Understandably, perhaps, nine of them, members of Labour Against Antisemitism (LAAS), decided to sue, claiming their data protection rights had been infringed. A further 21 decided to claim damages both for this and for defamation.
Meanwhile, to complicate matters, the party launched a parallel case against five of its own former senior officials, including journalist Seumas Milne, who was once Corbyn’s chief strategist, and Karie Murphy, who headed his office. It claimed that the five had orchestrated the leak – an allegation they vigorously deny.
None of these cases has yet come to trial and, if they do, the full hearings will start well into next year. That would be politically inconvenient: we will be in the run-up to a general election, and the last thing Labour will want to do is to remind voters of the darker aspects of the Corbyn epoch with potentially damaging evidence being aired in the High Court witness box. It could also prove to be incredibly expensive: if it carries on fighting all the cases, legal experts with knowledge of the matter say the hit to the Labour war chest could well be in excess of £20 million.
Recently, as I report in this week’s JC, Labour has tried to limit the damage by seeking mediation in the cases of the 30 whistleblowers, though not in those of Milne and co. This is welcome: negotiated settlements have to be better than months of further uncertainty. I know some of the claimants. They haven’t found fighting this easy, and certainly never envisaged the cases would still be going on after more than three years.

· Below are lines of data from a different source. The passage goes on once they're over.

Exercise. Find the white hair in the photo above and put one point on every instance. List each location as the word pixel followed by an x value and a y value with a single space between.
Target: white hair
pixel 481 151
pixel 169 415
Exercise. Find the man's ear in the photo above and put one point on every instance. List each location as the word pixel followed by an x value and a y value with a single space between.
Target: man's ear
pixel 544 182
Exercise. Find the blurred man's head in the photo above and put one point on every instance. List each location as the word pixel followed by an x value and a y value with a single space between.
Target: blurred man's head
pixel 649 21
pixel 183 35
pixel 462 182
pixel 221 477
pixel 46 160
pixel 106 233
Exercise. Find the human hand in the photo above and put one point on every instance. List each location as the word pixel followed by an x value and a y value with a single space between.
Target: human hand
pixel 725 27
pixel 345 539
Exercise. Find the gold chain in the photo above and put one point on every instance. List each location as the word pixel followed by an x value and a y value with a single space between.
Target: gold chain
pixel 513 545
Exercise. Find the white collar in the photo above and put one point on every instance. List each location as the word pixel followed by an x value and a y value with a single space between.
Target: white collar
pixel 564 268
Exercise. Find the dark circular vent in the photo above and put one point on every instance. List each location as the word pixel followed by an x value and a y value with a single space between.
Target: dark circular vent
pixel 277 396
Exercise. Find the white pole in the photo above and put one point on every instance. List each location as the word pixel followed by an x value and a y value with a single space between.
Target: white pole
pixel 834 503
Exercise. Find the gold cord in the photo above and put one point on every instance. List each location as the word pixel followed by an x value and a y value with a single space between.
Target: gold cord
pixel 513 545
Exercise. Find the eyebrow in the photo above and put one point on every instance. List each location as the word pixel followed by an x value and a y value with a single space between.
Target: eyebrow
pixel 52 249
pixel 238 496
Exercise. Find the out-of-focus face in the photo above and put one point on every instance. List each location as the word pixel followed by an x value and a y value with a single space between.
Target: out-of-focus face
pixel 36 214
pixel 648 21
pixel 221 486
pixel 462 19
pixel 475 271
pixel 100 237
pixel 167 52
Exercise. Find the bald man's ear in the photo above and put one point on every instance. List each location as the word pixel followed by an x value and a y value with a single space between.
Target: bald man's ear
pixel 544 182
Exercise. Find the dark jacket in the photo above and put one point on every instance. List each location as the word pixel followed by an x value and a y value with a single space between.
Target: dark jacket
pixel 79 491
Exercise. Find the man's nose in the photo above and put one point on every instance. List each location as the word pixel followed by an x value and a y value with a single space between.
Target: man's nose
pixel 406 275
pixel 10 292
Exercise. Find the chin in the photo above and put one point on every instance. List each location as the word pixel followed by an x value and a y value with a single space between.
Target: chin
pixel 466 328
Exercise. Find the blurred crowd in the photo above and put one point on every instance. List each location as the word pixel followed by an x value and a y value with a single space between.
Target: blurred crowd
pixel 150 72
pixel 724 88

Labour leader Sir Keir Starmer (Photo: Ian Forsyth/Getty Images)
What I find baffling is why it’s taken so long for the party to get there. At the last hearing on behalf of the nine LAAS members in February, their lawyers accused the party of playing hardball, of ramping up the legal costs with superfluous legal filings and hearings in the hope, it was claimed, that this might force the claimants to withdraw, so fearful would they be of being made bankrupt if they lost.
Labour denies this. But my understanding is that if the party had settled those cases early on, they could have got away with nominal damages and an apology – and far less mutual bitterness. Who had their hand on the tiller? Who signed off on the party’s previous strategy – which now seems to be going into reverse? Or is this a case where the litigation itself, like some monstrous legal AI, has been running itself?
Meanwhile, another reminder of the Corbyn period emerged last week in the shape of Ecotricity plutocrat Dale Vince, who has given Labour a donation of £1.5 million.
This has attracted a lot of adverse comment because he also funds the green direct action group Just Stop Oil, and it’s been suggested his money is part of the reason for Labour’s increasingly hardline energy policy – in power, it emerged last week, it would ban all North Sea drilling for oil and gas (so forcing us to import it, and achieving precisely nothing in driving down global emissions).
Be that as it may, JC readers will be aware of another reason for feeling concerned about the admission of Vince to Labour’s inner circle: his vehement anti-Zionism. Last year, he compared the Israeli-Palestinian conflict to the Russian invasion of Ukraine, claiming it had “all the same ingredients,” namely “invasion, occupation, murder of civilians, destruction of homes and hospitals – and sieges”. He also flew the Palestinian flag at the League One football club he owns, Forest Green Rovers, and invited the Palestinian UK mission head Husam Zomlot on to the pitch before a game where billboards called on fans to end the ”invasion” of Palestine.
Corbyn, of course, would have no difficulty endorsing Vince’s views on the subject. Starmer, I suspect, very much would. In which case, it would be more than welcome if he would say so in public.
Given the possible size of the Party's legal bills, turning Vince’s money down altogether would, I suppose, be too much to expect.